Formulations


Formulation, as a term, has the interesting distinction of relating to issues of both development and reduction. Formulation can also be understood in terms of systemization. All of the artists presented here address inherent aspects and dualities of form as subject: flatness vs. dimensionality, the interior vs. exterior, reality vs. abstraction, construction vs. appropriation. These works are made through a combination of processes, including photography, painting, installation, assemblage, sculpture and optical illusion. If the centerpiece of sculpture is “the form”, then this visual exchange of materials and methods brings us a vibrant overview of contemporary approaches to form itself.

 

  • Featuring works by Sophia Chai, Adam Frezza & Terri Chiao, Tai Yin Ho, Jon Pylypchuk, and Ivan Stojakovic

  • Curated by Owen Houhoulis

  • June 3rd - July 16th, 2016

  • Location: 47-21 35th Street, Long Island City, NY 11101



Owen Houhoulis is the founder of Owen James Gallery, a contemporary art gallery in Brooklyn, NY. The gallery focuses on emerging and mid-career artists from an international perspective.

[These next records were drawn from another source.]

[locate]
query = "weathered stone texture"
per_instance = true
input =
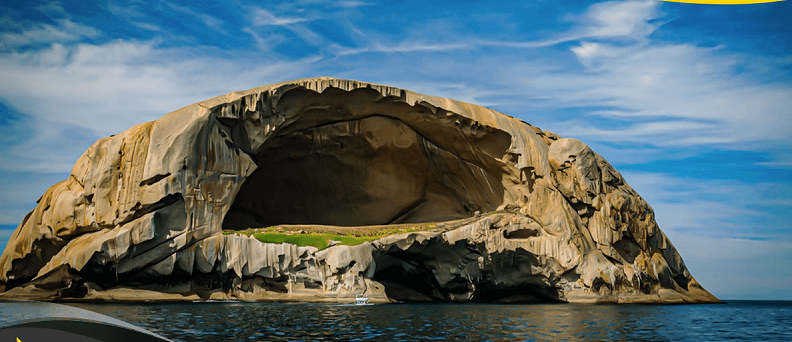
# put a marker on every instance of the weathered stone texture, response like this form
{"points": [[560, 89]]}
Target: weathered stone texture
{"points": [[143, 212]]}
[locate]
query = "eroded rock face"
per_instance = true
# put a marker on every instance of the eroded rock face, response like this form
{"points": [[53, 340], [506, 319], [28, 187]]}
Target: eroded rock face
{"points": [[143, 213]]}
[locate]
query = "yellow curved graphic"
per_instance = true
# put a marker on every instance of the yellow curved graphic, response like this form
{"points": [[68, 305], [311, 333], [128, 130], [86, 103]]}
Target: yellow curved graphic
{"points": [[723, 2]]}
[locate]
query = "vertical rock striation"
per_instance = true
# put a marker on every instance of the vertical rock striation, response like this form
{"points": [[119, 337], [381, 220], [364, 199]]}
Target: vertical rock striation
{"points": [[142, 214]]}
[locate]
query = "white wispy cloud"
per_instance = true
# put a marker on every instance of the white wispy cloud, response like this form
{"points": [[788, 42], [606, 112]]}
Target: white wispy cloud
{"points": [[100, 90], [262, 17], [63, 31]]}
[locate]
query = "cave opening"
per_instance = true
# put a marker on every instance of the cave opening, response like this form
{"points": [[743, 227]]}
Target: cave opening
{"points": [[370, 169]]}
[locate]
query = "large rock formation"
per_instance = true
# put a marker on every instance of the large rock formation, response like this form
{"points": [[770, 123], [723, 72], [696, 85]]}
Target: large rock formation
{"points": [[142, 214]]}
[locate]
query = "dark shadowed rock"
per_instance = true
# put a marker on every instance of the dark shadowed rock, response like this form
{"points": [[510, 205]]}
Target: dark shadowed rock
{"points": [[522, 214]]}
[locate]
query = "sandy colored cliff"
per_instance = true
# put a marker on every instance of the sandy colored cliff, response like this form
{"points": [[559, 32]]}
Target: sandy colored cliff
{"points": [[513, 213]]}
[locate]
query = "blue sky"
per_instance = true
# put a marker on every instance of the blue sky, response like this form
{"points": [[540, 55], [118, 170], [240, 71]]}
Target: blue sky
{"points": [[692, 103]]}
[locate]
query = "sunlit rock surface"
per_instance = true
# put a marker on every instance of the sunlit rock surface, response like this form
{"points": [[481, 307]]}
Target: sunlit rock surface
{"points": [[142, 215]]}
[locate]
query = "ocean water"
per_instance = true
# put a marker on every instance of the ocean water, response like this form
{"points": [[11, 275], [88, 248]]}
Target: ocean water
{"points": [[236, 321]]}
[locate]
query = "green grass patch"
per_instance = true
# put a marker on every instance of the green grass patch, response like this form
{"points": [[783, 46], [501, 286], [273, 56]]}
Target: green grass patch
{"points": [[317, 240]]}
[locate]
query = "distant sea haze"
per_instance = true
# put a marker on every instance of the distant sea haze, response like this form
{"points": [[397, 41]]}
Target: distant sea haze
{"points": [[237, 321]]}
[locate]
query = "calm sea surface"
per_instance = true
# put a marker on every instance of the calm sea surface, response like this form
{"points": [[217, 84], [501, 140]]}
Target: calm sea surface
{"points": [[737, 320]]}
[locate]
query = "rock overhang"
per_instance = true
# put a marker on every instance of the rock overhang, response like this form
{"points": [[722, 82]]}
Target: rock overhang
{"points": [[150, 204]]}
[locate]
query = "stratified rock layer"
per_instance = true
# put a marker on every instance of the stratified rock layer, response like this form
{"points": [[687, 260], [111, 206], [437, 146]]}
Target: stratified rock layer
{"points": [[143, 212]]}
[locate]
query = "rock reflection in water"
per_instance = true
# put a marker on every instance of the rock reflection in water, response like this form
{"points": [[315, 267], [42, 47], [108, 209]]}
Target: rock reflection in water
{"points": [[467, 322]]}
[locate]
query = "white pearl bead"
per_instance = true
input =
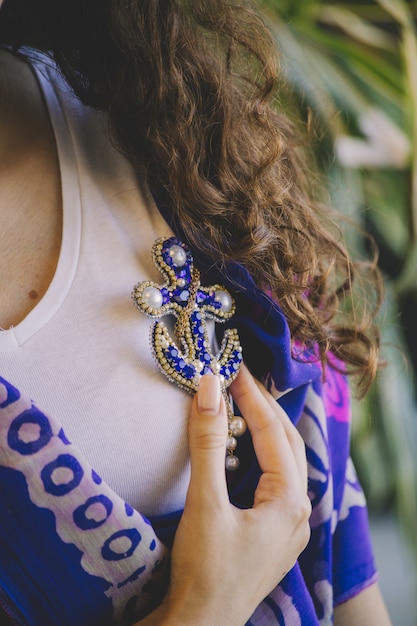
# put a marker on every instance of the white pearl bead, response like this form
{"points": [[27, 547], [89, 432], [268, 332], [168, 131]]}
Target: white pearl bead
{"points": [[231, 443], [232, 463], [225, 300], [178, 255], [237, 426], [152, 297]]}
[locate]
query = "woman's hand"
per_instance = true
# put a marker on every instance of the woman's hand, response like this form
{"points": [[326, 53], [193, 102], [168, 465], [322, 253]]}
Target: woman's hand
{"points": [[226, 560]]}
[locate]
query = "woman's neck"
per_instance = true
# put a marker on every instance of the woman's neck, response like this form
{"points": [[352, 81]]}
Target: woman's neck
{"points": [[30, 192]]}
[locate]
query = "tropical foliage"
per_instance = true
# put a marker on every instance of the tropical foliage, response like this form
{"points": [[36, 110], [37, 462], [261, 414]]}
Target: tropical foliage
{"points": [[353, 65]]}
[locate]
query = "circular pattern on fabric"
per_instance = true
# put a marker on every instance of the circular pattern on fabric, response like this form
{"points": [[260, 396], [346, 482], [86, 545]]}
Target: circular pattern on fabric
{"points": [[29, 432], [56, 482], [94, 513], [124, 543]]}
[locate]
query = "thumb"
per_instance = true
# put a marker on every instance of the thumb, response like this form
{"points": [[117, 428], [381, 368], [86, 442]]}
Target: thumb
{"points": [[207, 434]]}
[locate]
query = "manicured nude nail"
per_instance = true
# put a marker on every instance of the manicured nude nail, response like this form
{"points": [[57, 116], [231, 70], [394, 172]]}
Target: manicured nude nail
{"points": [[208, 395]]}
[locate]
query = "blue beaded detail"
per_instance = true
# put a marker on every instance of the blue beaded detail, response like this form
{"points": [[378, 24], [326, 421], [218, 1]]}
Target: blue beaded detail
{"points": [[188, 355]]}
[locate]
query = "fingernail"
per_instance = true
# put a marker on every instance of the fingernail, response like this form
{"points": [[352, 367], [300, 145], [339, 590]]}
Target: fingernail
{"points": [[208, 395]]}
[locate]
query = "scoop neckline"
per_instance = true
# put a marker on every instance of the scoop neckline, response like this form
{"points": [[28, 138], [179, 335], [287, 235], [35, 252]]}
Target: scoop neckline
{"points": [[15, 336]]}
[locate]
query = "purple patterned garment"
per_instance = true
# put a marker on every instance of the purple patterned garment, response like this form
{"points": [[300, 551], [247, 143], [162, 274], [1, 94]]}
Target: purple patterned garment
{"points": [[73, 553]]}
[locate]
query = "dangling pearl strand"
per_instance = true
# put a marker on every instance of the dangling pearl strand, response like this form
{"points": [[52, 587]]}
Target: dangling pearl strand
{"points": [[236, 428]]}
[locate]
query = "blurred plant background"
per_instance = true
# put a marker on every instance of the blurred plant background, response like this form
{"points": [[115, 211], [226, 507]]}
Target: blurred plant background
{"points": [[353, 65]]}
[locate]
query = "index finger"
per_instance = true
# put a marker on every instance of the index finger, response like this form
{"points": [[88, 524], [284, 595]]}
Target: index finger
{"points": [[278, 446]]}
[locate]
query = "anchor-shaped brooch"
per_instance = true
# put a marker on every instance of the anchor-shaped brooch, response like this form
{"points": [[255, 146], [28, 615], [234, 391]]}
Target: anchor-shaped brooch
{"points": [[186, 357]]}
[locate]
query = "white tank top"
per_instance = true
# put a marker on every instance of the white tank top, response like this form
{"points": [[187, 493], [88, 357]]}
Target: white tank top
{"points": [[83, 352]]}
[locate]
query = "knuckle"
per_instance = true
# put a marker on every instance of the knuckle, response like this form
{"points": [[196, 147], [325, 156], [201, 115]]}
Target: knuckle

It is a showcase for the crossroads of America, Asia and Europe, with a special interest in Southeast Asian contemporary art.

Sculpture Space NYC is ceramics and sculpture center founded by artists Magda Dejose and Andrew Kennedy to foster creativity, concept and collaboration. SSNYC offers the space, equipment and advanced education to allow artists to explore and expand their work. In addition, SSNYC offers a range of classes, lectures, workshops, artist residencies and ongoing exhibition program.

 

Artists

Sophia Cha


Sophia Chai is a photographer who explores space and depth as it is perceived through the camera lens. The artist uses the floors and walls of her studio as a canvas of sorts, upon which she directly paints the illusion of forms and perspectives. These warped and angled situations are transformed through the camera’s placement to appear flat and straightforward. This playful interaction with space draws the viewer closer and forces one to question and interpret what is actually being seen.

 

Adam Frezza & Terri Chiao


Adam Frezza & Terri Chiao form the artistic team Chiaozza and they work in a variety of techniques. Their Paper Plant and Lump Nubbin works are playful interpretations of desert flora that hover between nature and pure imagination. These brilliantly colorful sculptures are made from an amalgam of materials: paper pulp, sculptamold, painted paper, acrylic paint and concrete.

 

Tai Yin Ho


Tai Yin Ho is a sculptor who often combines disparate found materials into delicately balanced mediations on the component’s shape, texture and possible uses. Intimate in scale, her sculptures are often mixtures of natural materials, such as rocks, and mundane industrial fair, such as packing foam and felt. This allows her to investigate a range of interpretations, not just in terms of formal structural arrangements, but also of tactile sensibilities, positive and negative space, time and strength.

 

Jon Pylypchuk


Jon Pylypchuk is a mixed-media artist that is best known for his humorous depictions of loveable losers. His characters often takes the form of anthropomorphized characters such as cigarettes, furry critters and, in this case, a toilet. His multiple edition Untitled (published by Eric Gero Editions) is representative of this aesthetic. A porcelain toilet reproduction has been given googly lightbulb eyes, and sits upon a scaled-down shipping crate. Alluding to an earlier work, the crate is sealed, and houses an original drawing by the artist that, due to its enclosure, will never be seen. The work is also an homage to Marcel Duchamp’s famous “Fountain” sculpture, and cleverly combines ideas of utility, interior and exterior space, and the repurposing of material.

 

Ivan Stojakovic


Ivan Stojakovic also combines materials, often cardboard, drywall, colorful plexiglas and live succulent plants. His work exists somewhere between painting and sculpture, and between life-sustaining and deconstructive systems. Stojakovic’s landscapes are at times literally that, based on topographical features, water systems, etc. At other times what we see is a purely abstract experiment, where the emphasis is a balance between a forms surface, the interior space, and the artist’s interventions that unite the two.